File-level bug localization is especially critical in hierarchical localization and repair pipelines, where incorrect file selection can propagate to downstream stages such as function-level localization and patch generation.
While Retrieval-Augmented Generation (RAG) offers a promising way to ground LLMs in repository context, existing RAG pipelines often rely on static retrieval and lack the reasoning needed to accurately identify faulty code.
In this work, we present BLAgent, a novel agentic RAG framework for file-level bug localization that integrates three key ideas: (i) code structure-aware repository encoding with path-augmented AST-based chunking, (ii) dual-perspective query transformation that captures both structural and behavioral signals from bug reports, and (iii) two-phase agentic reranking that combines symbolic inspection with evidence-grounded reasoning.

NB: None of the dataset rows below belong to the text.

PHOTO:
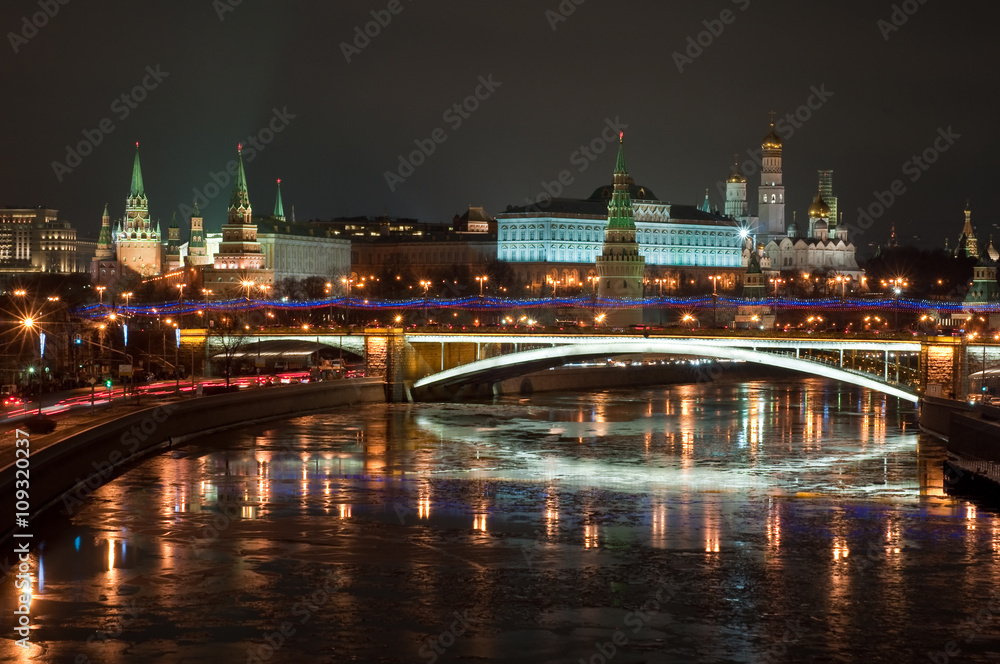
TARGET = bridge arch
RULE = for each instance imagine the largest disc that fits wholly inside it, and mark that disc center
(496, 369)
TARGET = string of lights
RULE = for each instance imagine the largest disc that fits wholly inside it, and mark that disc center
(475, 303)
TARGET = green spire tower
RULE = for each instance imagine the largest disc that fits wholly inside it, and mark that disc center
(137, 191)
(279, 208)
(239, 203)
(105, 247)
(620, 266)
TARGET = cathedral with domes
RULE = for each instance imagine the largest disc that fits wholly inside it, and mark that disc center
(821, 246)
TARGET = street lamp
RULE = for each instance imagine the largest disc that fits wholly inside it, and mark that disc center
(426, 285)
(715, 299)
(347, 281)
(897, 284)
(777, 282)
(329, 293)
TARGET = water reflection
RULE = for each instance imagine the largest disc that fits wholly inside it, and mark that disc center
(795, 494)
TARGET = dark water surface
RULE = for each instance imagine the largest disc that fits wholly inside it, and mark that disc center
(794, 520)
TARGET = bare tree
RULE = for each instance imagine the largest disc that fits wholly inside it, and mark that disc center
(230, 334)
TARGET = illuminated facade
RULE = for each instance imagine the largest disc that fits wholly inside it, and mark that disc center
(824, 245)
(34, 240)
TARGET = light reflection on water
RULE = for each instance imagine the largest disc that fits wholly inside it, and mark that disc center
(791, 494)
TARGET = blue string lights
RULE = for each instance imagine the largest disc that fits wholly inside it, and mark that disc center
(475, 303)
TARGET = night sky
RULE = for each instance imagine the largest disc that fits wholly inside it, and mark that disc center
(558, 78)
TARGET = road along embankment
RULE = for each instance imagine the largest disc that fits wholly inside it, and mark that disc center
(64, 473)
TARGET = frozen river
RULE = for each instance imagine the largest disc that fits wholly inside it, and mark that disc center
(793, 520)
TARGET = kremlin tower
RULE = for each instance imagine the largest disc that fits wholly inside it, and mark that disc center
(240, 259)
(137, 241)
(771, 192)
(620, 267)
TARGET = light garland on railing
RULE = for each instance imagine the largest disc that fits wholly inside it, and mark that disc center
(476, 303)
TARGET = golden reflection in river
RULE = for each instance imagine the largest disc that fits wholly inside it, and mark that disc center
(658, 530)
(773, 524)
(551, 511)
(479, 522)
(712, 529)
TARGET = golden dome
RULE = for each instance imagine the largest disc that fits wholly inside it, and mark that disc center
(772, 141)
(819, 208)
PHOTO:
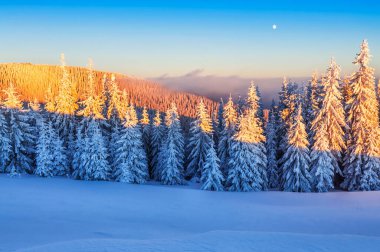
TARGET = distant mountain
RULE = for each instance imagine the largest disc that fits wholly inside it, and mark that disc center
(32, 81)
(216, 87)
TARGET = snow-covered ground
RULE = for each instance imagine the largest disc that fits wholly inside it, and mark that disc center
(59, 214)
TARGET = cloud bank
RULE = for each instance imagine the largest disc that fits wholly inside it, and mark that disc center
(216, 87)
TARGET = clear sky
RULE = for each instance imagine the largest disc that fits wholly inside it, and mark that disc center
(220, 38)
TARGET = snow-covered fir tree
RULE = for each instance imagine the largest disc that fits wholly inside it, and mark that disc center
(113, 104)
(296, 161)
(219, 122)
(322, 160)
(51, 157)
(157, 137)
(212, 178)
(5, 142)
(76, 163)
(248, 144)
(171, 156)
(311, 103)
(50, 100)
(200, 141)
(146, 135)
(92, 106)
(131, 162)
(229, 128)
(328, 126)
(19, 135)
(362, 165)
(44, 157)
(65, 109)
(34, 118)
(65, 103)
(94, 155)
(271, 147)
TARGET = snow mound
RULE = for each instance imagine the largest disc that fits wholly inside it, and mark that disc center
(222, 241)
(59, 214)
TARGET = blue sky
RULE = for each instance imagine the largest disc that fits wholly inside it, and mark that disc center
(172, 38)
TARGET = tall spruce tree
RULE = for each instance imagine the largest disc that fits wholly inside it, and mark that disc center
(328, 132)
(50, 157)
(92, 106)
(296, 160)
(212, 178)
(311, 104)
(362, 165)
(65, 109)
(200, 141)
(157, 137)
(271, 147)
(146, 135)
(171, 156)
(248, 144)
(5, 142)
(19, 135)
(229, 128)
(44, 157)
(131, 162)
(94, 155)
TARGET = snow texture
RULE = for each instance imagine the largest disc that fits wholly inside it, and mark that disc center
(60, 214)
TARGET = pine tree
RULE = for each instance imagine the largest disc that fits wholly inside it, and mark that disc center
(50, 100)
(271, 147)
(171, 156)
(34, 117)
(132, 166)
(65, 103)
(146, 135)
(158, 134)
(229, 129)
(19, 135)
(50, 156)
(219, 122)
(311, 103)
(322, 168)
(248, 144)
(212, 177)
(200, 141)
(114, 101)
(328, 132)
(94, 155)
(78, 169)
(58, 152)
(362, 165)
(44, 157)
(296, 160)
(5, 142)
(65, 108)
(92, 106)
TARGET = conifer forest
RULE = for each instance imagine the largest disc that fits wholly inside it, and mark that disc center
(91, 125)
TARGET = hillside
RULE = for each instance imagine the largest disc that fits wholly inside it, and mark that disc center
(31, 81)
(59, 214)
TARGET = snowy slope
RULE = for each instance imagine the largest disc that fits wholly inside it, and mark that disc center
(59, 214)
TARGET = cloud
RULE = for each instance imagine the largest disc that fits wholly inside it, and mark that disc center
(216, 87)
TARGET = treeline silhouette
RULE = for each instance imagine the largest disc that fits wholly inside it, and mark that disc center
(31, 81)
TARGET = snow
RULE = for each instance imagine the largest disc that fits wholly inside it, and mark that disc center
(60, 214)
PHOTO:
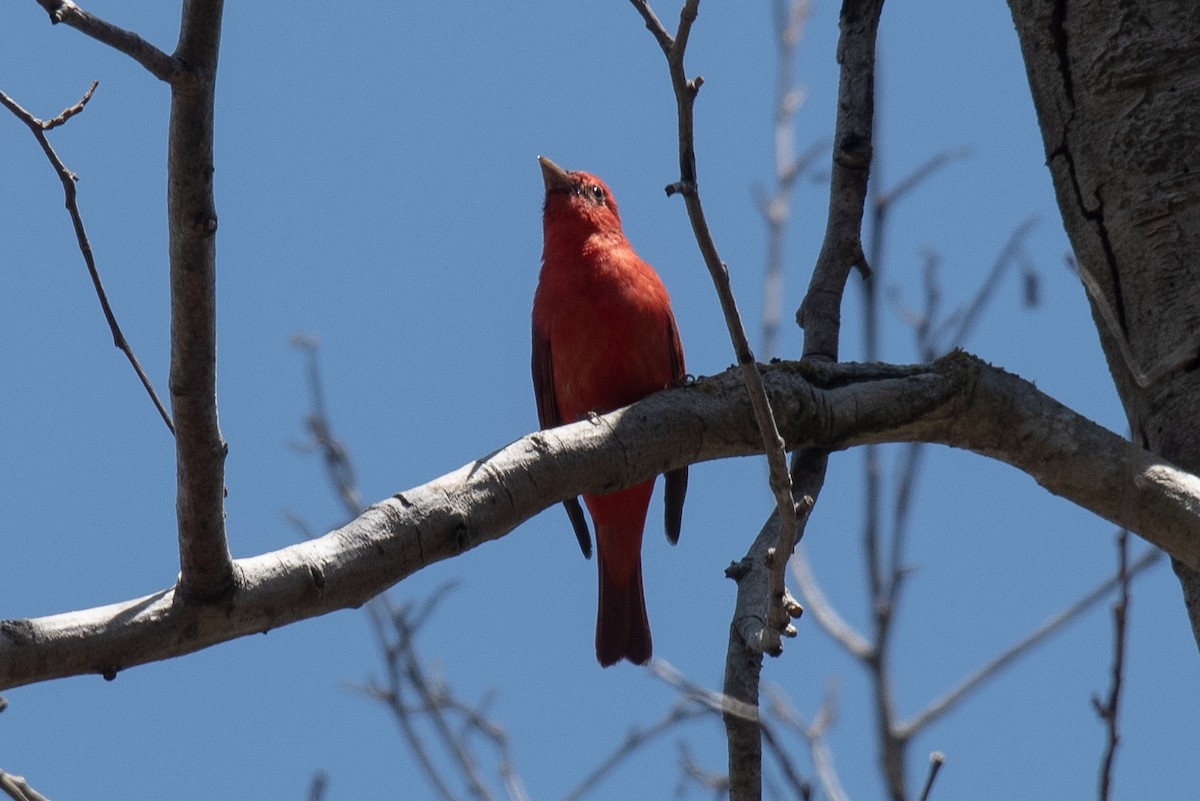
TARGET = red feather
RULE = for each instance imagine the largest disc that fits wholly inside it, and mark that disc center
(604, 336)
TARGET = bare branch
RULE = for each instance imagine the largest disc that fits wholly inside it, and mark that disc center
(1144, 377)
(1110, 708)
(160, 65)
(779, 615)
(790, 19)
(682, 711)
(958, 401)
(826, 614)
(39, 128)
(841, 250)
(936, 760)
(965, 321)
(205, 566)
(318, 786)
(393, 696)
(814, 734)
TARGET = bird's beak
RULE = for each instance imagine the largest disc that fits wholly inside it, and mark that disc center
(553, 175)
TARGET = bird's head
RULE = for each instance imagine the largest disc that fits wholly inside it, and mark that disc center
(577, 200)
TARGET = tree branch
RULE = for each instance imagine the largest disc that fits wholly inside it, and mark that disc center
(160, 65)
(778, 619)
(39, 127)
(958, 401)
(942, 705)
(205, 565)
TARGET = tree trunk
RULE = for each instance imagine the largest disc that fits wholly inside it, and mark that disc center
(1117, 92)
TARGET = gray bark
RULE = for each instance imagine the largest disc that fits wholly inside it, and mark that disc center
(1117, 94)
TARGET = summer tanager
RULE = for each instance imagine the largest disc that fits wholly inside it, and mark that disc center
(604, 337)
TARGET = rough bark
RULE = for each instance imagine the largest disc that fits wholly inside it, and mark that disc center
(958, 401)
(1117, 92)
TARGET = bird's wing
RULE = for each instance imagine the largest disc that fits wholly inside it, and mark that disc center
(549, 417)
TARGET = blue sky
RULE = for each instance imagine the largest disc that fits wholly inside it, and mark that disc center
(377, 188)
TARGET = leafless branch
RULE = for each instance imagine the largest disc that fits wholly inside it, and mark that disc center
(160, 65)
(958, 401)
(732, 706)
(396, 628)
(825, 613)
(682, 711)
(18, 789)
(815, 735)
(39, 128)
(1110, 708)
(337, 459)
(207, 570)
(1185, 354)
(779, 616)
(936, 760)
(958, 327)
(318, 786)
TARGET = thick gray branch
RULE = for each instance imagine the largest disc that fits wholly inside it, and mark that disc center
(199, 449)
(958, 401)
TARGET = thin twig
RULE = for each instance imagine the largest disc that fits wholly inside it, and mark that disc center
(790, 19)
(339, 465)
(936, 760)
(160, 65)
(318, 786)
(825, 613)
(18, 789)
(815, 735)
(1110, 708)
(39, 128)
(673, 48)
(727, 705)
(682, 711)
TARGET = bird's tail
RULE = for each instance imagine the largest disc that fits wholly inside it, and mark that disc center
(623, 631)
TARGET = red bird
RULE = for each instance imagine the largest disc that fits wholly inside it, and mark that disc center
(604, 337)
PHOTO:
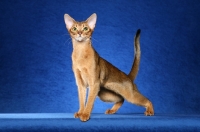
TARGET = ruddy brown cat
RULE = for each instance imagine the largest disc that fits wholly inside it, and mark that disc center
(98, 75)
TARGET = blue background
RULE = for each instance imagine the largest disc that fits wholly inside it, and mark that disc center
(35, 52)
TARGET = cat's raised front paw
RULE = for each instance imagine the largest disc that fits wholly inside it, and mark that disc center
(85, 117)
(77, 115)
(110, 111)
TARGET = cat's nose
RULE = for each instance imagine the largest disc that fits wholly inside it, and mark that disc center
(80, 33)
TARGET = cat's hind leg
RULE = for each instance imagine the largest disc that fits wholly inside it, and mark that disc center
(110, 96)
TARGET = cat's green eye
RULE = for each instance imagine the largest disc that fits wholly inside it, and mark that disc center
(85, 28)
(74, 29)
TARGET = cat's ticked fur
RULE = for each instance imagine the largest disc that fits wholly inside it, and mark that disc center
(102, 78)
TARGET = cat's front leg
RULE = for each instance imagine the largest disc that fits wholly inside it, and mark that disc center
(81, 93)
(93, 91)
(82, 97)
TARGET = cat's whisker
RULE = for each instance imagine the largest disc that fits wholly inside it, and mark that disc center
(68, 41)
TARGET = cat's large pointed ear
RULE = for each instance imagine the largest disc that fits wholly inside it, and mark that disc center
(91, 21)
(69, 21)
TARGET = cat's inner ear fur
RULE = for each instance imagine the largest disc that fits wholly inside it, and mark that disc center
(69, 21)
(91, 21)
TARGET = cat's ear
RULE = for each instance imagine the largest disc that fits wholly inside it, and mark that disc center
(91, 21)
(69, 21)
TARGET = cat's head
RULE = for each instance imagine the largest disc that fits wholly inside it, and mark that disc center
(80, 31)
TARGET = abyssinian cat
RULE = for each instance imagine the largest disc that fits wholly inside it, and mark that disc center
(98, 75)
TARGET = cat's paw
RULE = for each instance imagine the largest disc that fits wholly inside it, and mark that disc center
(149, 111)
(84, 117)
(77, 115)
(110, 111)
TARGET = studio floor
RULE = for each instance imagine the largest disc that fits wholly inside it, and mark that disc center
(98, 122)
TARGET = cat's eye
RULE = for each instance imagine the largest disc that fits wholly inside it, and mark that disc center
(74, 29)
(85, 28)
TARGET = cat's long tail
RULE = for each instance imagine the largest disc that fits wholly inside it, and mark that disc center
(137, 53)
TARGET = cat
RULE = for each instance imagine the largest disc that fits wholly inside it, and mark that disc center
(98, 75)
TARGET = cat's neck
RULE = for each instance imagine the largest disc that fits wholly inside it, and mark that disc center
(82, 44)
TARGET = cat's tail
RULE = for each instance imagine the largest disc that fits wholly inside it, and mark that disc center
(137, 53)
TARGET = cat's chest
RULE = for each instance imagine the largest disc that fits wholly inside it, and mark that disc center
(83, 58)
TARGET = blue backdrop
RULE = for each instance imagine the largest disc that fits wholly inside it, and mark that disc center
(35, 52)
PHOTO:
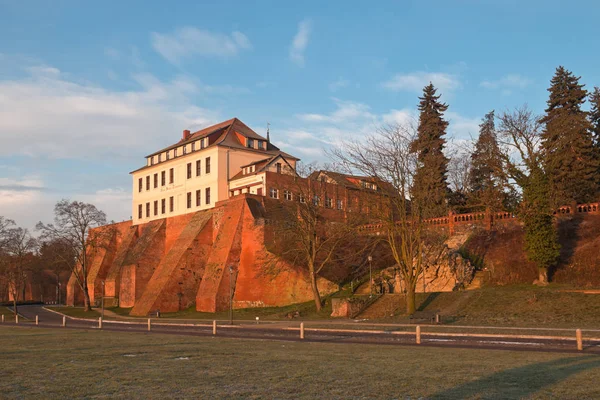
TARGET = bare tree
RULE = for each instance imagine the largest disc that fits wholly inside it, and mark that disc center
(386, 157)
(18, 259)
(310, 231)
(520, 134)
(81, 228)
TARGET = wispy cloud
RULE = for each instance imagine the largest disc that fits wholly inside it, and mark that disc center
(340, 83)
(507, 83)
(189, 42)
(300, 42)
(416, 81)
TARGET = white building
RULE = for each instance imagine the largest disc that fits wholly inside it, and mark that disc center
(194, 173)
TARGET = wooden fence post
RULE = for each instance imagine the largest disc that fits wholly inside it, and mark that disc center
(579, 339)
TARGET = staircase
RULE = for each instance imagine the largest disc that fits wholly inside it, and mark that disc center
(167, 269)
(384, 307)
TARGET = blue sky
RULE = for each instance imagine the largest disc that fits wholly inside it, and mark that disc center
(88, 89)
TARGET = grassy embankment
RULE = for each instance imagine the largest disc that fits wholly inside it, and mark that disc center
(516, 305)
(92, 364)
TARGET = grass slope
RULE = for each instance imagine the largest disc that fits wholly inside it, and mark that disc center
(74, 364)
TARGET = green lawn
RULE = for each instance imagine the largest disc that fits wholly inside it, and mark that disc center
(49, 364)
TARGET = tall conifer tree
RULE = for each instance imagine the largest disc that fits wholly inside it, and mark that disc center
(430, 188)
(595, 117)
(487, 181)
(569, 154)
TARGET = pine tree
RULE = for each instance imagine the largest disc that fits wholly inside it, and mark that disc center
(430, 187)
(486, 179)
(569, 158)
(541, 238)
(595, 117)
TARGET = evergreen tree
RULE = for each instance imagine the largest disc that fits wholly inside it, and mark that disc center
(541, 238)
(486, 179)
(595, 117)
(569, 156)
(430, 188)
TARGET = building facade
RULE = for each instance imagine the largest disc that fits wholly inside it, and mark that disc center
(194, 173)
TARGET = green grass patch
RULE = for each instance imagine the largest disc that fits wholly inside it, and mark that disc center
(48, 363)
(515, 305)
(77, 312)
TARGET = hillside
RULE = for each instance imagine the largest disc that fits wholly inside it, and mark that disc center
(501, 253)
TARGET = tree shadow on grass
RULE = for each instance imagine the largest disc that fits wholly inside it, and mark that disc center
(520, 382)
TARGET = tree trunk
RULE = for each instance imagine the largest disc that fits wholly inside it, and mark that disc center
(542, 277)
(410, 299)
(315, 289)
(86, 299)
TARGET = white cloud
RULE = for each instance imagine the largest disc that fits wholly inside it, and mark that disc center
(345, 111)
(507, 83)
(300, 42)
(46, 114)
(416, 81)
(189, 41)
(338, 84)
(513, 81)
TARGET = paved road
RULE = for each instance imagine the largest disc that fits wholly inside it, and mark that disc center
(290, 332)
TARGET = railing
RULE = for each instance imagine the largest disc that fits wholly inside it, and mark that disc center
(488, 218)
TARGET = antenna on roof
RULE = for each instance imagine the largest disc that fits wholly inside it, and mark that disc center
(268, 135)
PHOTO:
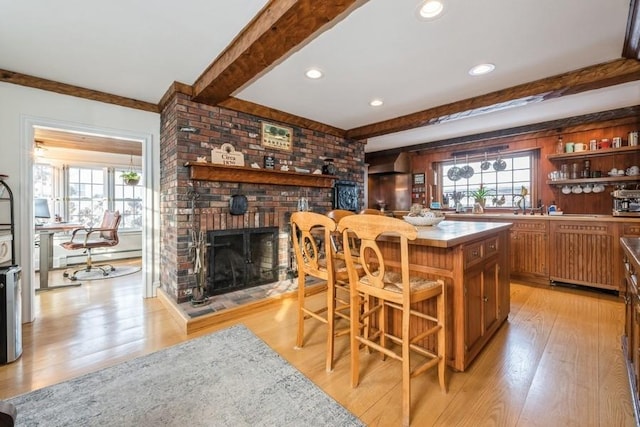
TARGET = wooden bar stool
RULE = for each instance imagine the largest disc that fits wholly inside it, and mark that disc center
(341, 275)
(395, 288)
(311, 235)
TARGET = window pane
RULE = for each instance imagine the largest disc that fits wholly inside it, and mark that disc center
(505, 185)
(128, 200)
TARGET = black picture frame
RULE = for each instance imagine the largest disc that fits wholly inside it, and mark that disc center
(345, 196)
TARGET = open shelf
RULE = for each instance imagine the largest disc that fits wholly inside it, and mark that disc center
(215, 172)
(609, 180)
(593, 153)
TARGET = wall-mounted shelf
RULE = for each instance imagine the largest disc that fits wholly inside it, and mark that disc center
(214, 172)
(594, 153)
(611, 180)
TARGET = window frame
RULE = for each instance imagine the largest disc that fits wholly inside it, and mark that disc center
(511, 190)
(115, 195)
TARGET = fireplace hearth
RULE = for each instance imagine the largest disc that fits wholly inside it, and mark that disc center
(241, 258)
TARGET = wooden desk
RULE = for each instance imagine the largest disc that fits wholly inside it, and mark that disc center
(46, 232)
(473, 260)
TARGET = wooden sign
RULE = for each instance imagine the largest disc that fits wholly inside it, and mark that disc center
(269, 162)
(278, 137)
(227, 155)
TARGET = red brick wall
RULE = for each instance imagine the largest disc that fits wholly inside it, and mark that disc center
(269, 205)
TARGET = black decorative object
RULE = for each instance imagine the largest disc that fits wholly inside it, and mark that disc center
(328, 168)
(345, 196)
(238, 204)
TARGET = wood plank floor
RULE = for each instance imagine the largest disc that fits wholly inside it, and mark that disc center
(557, 360)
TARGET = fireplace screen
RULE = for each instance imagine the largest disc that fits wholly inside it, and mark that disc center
(239, 259)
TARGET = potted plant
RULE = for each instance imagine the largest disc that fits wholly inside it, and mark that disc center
(480, 195)
(130, 178)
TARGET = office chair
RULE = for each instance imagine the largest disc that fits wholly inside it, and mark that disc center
(104, 236)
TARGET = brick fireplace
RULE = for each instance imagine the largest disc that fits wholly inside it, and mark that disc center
(202, 204)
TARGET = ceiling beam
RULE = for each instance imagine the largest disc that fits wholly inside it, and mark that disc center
(77, 91)
(52, 138)
(280, 116)
(272, 35)
(631, 48)
(589, 78)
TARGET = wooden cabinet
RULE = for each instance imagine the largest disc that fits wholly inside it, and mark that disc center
(583, 253)
(475, 270)
(530, 251)
(560, 249)
(631, 338)
(482, 307)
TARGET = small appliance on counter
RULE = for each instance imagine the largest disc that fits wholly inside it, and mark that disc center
(626, 203)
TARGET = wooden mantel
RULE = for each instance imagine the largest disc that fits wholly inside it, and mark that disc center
(215, 172)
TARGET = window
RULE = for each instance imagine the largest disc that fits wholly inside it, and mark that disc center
(43, 184)
(87, 192)
(505, 184)
(86, 195)
(128, 200)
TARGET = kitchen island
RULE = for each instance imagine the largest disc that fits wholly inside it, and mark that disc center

Unlike prior graph-based or multi-hop agentic approaches, BLAgent adopts a bounded reasoning strategy that limits LLM-based inspection and reranking to a compact, retrieval-filtered set of candidate files, avoiding open-ended repository traversal.
This design balances localization accuracy with computational cost.
On SWE-bench-Lite, BLAgent attains over 78% Top-1 accuracy with open-source models and over 86% with a closed-source model, while being over 18x cheaper than the strongest baseline using the same model.
When integrated into an APR framework, BLAgent improves end-to-end repair success by up to 25%.